But there is also another possible effect: If there are only Cocoon sources available why not take the sources directly from CVS. This is what we are doing here in the company. The updating process can be done much easier, you have to download less.
this might be true, but I really doubt the effect by the following reason:
(1) the percentage of "experts" that know how to use the CVS is rather constant and will not have been exploded during one month
(2) newbies and other normal users downloaded the distributions before, why should they just jump to the CVS? I know no non-Cocoon expert who would come to the idea using the CVS
(3) Many (even me) are very unsure about using the CVS: in my case it is not that I could not use the CVS, I did several times, but what I do not know is the status of the code in the CVS: usually there is a good reason to use the distribution and not the CVS for production use.
(4) the CVS "download" is not so easy to find. most users (particularly new ones) definitly will follow the download link and there is no explanation of CVS; there is only a reference to CVS nightly snapshots with the following text:
"*NOTE:* The nightly CVS snapshots are not tested and are not guaranteed to even build cleanly without generating errors. Download and use them if (and only if) you know /exactly/ what you are doing."

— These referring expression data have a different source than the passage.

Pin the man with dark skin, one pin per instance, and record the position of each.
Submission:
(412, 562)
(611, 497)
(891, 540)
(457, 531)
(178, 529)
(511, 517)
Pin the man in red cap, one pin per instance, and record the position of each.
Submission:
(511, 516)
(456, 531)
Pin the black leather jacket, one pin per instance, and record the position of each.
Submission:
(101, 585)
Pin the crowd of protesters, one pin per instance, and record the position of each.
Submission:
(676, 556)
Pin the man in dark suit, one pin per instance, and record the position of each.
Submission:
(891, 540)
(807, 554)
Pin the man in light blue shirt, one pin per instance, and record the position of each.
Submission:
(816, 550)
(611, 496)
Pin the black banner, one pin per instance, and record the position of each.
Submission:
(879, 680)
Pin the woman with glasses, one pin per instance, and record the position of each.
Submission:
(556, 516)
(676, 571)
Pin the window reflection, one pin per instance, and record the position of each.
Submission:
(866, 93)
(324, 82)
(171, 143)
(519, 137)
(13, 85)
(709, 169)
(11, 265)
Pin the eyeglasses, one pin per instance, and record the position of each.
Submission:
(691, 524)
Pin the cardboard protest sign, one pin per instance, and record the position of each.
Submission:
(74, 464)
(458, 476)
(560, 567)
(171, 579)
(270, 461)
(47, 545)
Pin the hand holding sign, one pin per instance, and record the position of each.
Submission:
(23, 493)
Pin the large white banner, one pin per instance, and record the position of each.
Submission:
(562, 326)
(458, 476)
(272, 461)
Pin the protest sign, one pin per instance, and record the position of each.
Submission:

believe me: no one who came so far and is no real expert in Cocoon would come to the idea of using the CVS...
so to conclude: I believe, *only* users that *really* know what they do, might have used CVS before, and will do so after. so I really do not believe in a significant "CVS effect",
I simply believe, that (again) the Cocoon publishing mechanism is *really* unfriendly to new and unskilled users like screaming: "this is guru zone: newbies go to PHP" with three exclamation marks.